Ma kwam. Ik ging. Zo was je niet alleen.
En toen, die nacht dat ik toch niet bij je lag.
Terwijl je er voor het eerst om vroeg.
Hoeveel signalen heb ik daarvoor gemist?
En toen lag je op de grond.
Vreemden in je huis.
Niet meer kunnen wat je wilde.
Pijn. Angst. Slapen. Onrust.
Geen woorden meer mogelijk.
We waren samen.
Je wilde iets.
Ik probeerde te helpen.
Maar voelde mij een kind.
Wanhoop, angst, frustratie, angst.
Ik vroeg: had je dit dan niet verwacht?
Nee.
De angst en moedeloosheid op je gezicht.
Die hartaanval waar je zo op hoopte, zat er niet in.
Jij wilde ‘net als iedereen’.
Zonder dat je wist wat dat was.
Nu moest je door deze kwelling heen.
Die onnodige kwelling die ik je had willen voorkomen.
Nee, zo ruimdenkend als je was, je wilde géén euthanasie.
Het was zelfmoord, en dus ging je naar de hel.
Was je nou toch opeens gelovig?
“Geen hemel, geen hel, verzonnen door de kerk”, zei ik de dag erop.
Nee,… maar er waren wel demonen.
Het gesprek verviel in zwijgen.
Ik vroeg niet door. Je was te moe.
Je zei altijd: “ik ben niet bang voor de dood.
Hiervoor was ik immers ook dood.”
En toch die angst. Je was zo bang.
Ik kon niets, het was jóuw angst.
En opeens waren er onze vrienden.
Allemaal op hetzelfde moment met je connected.
Ze stuurden je schone energie en kwade geesten werden geruimd.
Maar de demonen zaten in je hoofd, je liet ze niet los.
Het was aan mij.
Ik moest het je nu vertellen.
En toen ik het deed, gaf je me nog net die blik.
Die blik van: gaat het wel goed met je!?
Zaterdag. Je werd echt onbereikbaar.
We zagen je pijn en vooral je onrust.
De morfine was onvoldoende.
Ieder uur gaf ik je een bolus extra.
Af en toe pakte ik zachtjes je hand.
Maar je leek het niet te willen.
Dan maar licht mijn vingers tegen je arm.
En vertelde je wat ik je moest vertellen.
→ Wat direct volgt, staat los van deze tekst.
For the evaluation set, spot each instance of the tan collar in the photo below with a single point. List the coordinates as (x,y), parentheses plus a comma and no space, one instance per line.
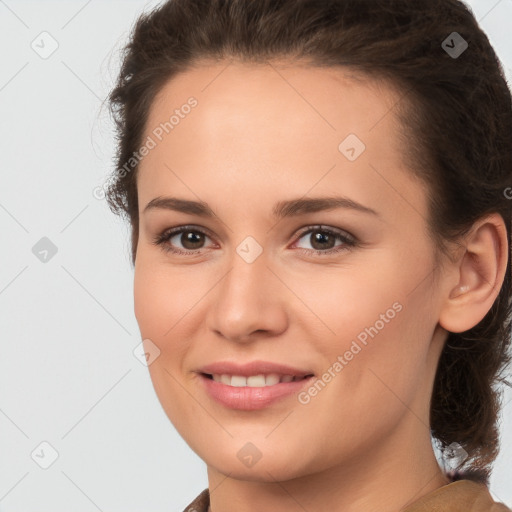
(459,496)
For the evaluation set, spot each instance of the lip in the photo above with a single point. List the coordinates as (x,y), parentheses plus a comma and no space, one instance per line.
(251,398)
(252,368)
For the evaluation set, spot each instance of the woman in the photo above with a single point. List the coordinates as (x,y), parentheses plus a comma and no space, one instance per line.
(320,220)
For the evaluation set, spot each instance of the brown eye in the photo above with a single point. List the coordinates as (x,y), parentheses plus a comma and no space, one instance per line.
(323,240)
(183,240)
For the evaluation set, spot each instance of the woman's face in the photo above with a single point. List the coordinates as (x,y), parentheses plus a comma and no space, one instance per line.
(345,293)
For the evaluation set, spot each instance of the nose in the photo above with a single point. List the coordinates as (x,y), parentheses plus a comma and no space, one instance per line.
(249,302)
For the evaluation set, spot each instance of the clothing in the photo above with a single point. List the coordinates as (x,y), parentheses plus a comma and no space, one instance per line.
(458,496)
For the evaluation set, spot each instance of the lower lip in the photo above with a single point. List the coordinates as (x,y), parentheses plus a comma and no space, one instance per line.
(251,399)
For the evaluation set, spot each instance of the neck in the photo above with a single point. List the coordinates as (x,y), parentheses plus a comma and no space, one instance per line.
(388,477)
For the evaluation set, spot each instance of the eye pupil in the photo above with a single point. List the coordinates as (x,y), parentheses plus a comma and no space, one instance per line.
(320,236)
(191,237)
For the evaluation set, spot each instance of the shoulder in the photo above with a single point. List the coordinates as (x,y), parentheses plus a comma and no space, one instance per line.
(202,501)
(461,495)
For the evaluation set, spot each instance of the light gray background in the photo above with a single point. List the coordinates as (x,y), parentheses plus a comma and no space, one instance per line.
(68,375)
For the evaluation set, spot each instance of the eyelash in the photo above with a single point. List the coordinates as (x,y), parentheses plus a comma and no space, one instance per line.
(349,241)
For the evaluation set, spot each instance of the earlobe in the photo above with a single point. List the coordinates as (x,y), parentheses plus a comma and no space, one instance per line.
(479,275)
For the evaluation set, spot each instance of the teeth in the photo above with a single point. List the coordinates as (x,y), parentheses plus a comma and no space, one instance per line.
(253,381)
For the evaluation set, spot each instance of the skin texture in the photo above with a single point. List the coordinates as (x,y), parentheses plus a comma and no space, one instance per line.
(262,134)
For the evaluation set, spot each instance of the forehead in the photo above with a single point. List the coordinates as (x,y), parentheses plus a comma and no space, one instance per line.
(274,126)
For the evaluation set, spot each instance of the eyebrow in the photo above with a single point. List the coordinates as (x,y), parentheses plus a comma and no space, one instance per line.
(282,209)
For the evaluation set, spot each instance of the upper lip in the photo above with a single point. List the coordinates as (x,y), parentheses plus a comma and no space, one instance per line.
(252,368)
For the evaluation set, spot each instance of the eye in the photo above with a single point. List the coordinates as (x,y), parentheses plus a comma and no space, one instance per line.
(192,240)
(322,240)
(190,237)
Ik liet je maar weer alleen.
Checkte telkens vanaf de gang je bewegende borstkas.
Er werd voor mij gezorgd.
En dus ratelden wij in de keuken gezellig door.
Ik zat naast je.
Legde mijn hoofd op de bank.
Als je je hand liet vallen, was die op mijn hoofd beland.
Maar helaas, die hand op mijn bol bleef uit.
Eindelijk was het zover.
Je mocht slapen.
Ik loog.
Je krijgt een extra pijnstiller.
Je pakte mijn hand.
Hield hem beet.
Dat was een heel fijn moment.
Eindelijk!
Je liet los.
Ik vertelde je weer wat ik je moest vertellen.
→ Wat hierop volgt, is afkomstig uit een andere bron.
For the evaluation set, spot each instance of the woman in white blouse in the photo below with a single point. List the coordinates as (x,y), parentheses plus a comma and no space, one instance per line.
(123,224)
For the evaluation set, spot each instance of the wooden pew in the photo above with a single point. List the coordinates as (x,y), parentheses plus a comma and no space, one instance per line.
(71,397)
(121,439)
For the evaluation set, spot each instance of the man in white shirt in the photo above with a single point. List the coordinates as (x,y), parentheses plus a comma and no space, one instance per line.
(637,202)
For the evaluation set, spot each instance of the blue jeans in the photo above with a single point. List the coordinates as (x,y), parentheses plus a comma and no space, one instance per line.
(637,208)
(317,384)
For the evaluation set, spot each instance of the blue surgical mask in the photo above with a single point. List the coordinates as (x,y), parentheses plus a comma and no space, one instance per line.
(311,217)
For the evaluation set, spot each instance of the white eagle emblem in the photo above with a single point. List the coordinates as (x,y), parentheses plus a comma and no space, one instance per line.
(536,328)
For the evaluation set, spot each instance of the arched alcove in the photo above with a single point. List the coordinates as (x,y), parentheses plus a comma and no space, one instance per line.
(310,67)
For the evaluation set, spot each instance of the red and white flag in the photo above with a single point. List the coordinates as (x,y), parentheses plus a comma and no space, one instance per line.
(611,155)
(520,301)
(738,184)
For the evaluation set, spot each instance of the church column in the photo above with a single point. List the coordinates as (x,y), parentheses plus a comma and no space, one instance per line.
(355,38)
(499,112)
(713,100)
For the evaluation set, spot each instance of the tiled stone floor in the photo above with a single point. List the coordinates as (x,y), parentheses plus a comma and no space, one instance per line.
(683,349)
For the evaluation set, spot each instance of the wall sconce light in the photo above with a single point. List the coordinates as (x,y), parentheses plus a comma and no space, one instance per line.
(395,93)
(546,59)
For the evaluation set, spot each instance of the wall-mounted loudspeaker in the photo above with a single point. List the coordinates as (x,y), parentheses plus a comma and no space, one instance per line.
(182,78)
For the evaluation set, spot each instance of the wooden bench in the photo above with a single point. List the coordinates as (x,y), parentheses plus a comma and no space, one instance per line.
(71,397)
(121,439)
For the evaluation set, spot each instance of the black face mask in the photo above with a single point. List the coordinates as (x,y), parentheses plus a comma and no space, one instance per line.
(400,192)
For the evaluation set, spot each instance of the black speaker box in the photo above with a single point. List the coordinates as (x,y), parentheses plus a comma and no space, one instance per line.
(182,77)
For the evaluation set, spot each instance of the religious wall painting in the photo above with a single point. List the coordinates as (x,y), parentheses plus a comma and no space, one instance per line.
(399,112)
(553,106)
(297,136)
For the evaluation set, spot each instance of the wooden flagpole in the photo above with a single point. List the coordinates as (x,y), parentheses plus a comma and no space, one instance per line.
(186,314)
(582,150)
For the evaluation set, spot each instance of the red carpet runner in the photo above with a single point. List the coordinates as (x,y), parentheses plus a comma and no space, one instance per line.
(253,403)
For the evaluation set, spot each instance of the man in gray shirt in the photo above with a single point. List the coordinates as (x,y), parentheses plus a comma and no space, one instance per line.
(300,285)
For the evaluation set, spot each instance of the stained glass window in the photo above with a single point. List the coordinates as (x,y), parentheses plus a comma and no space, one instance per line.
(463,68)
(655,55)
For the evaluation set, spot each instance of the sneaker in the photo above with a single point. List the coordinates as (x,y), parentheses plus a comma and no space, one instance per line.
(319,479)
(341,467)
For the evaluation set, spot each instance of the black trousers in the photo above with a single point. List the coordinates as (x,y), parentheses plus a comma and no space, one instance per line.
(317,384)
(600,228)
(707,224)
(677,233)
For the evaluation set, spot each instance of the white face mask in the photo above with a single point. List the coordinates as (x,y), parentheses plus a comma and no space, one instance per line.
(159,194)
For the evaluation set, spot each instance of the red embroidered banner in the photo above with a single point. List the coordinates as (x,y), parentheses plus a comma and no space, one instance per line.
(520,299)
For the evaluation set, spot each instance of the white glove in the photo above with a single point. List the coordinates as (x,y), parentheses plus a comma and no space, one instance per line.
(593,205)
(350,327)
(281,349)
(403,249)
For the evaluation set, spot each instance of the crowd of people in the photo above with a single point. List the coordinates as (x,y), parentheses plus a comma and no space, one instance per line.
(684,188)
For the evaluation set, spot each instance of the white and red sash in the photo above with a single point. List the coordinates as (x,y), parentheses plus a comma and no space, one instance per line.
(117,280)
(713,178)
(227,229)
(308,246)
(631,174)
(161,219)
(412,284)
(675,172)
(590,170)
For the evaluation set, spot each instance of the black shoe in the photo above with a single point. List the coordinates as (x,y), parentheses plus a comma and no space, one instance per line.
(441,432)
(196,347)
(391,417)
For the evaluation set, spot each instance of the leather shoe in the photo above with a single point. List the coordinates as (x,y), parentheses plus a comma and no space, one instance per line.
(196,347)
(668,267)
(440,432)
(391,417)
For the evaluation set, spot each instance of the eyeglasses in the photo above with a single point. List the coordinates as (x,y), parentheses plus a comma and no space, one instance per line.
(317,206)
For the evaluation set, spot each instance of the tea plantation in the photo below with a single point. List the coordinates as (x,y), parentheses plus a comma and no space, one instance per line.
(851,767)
Het lag niet aan jou, het was niet jouw schuld.
Je kon er niets aan doen. Laat het los.
Weer pakte je mijn hand.
Ik vertelde je hoeveel ik van je hield.
Dat ik mij wel ging redden.
Dat ik was wat je mij had geleerd.
Je liet weer los.
Zakte in een diepe slaap.
Ik was je kwijt.
Ik ben je kwijt.
…
Schat, ik had dit zo graag samen met je afgerond.
Samen praten over jouw einde. Ons einde.
Wat ik moest doen met jouw dierbare spullen.
Samen zaken waardig afronden, was dat nou zo raar?
Was ik maar vaker naast je gekropen, mijn armen om je heen.
Alhoewel, je had je ingebouwd en was geen knuffelaar.
Dan maar onze voeten tegen elkaar.
Verbonden, en toch vrij.
Man, wat had ik graag samen met je op het einde gehuild.
Alle emoties met elkaar gedeeld, maar dat mocht niet zo zijn.
Alles werd je ontnomen. En alles deed je pijn.
Ik heb geprobeerd er dan maar te zijn.
Rust zacht, of doe gewoon je ding… waar je ook bent… in mijn hart voor altijd!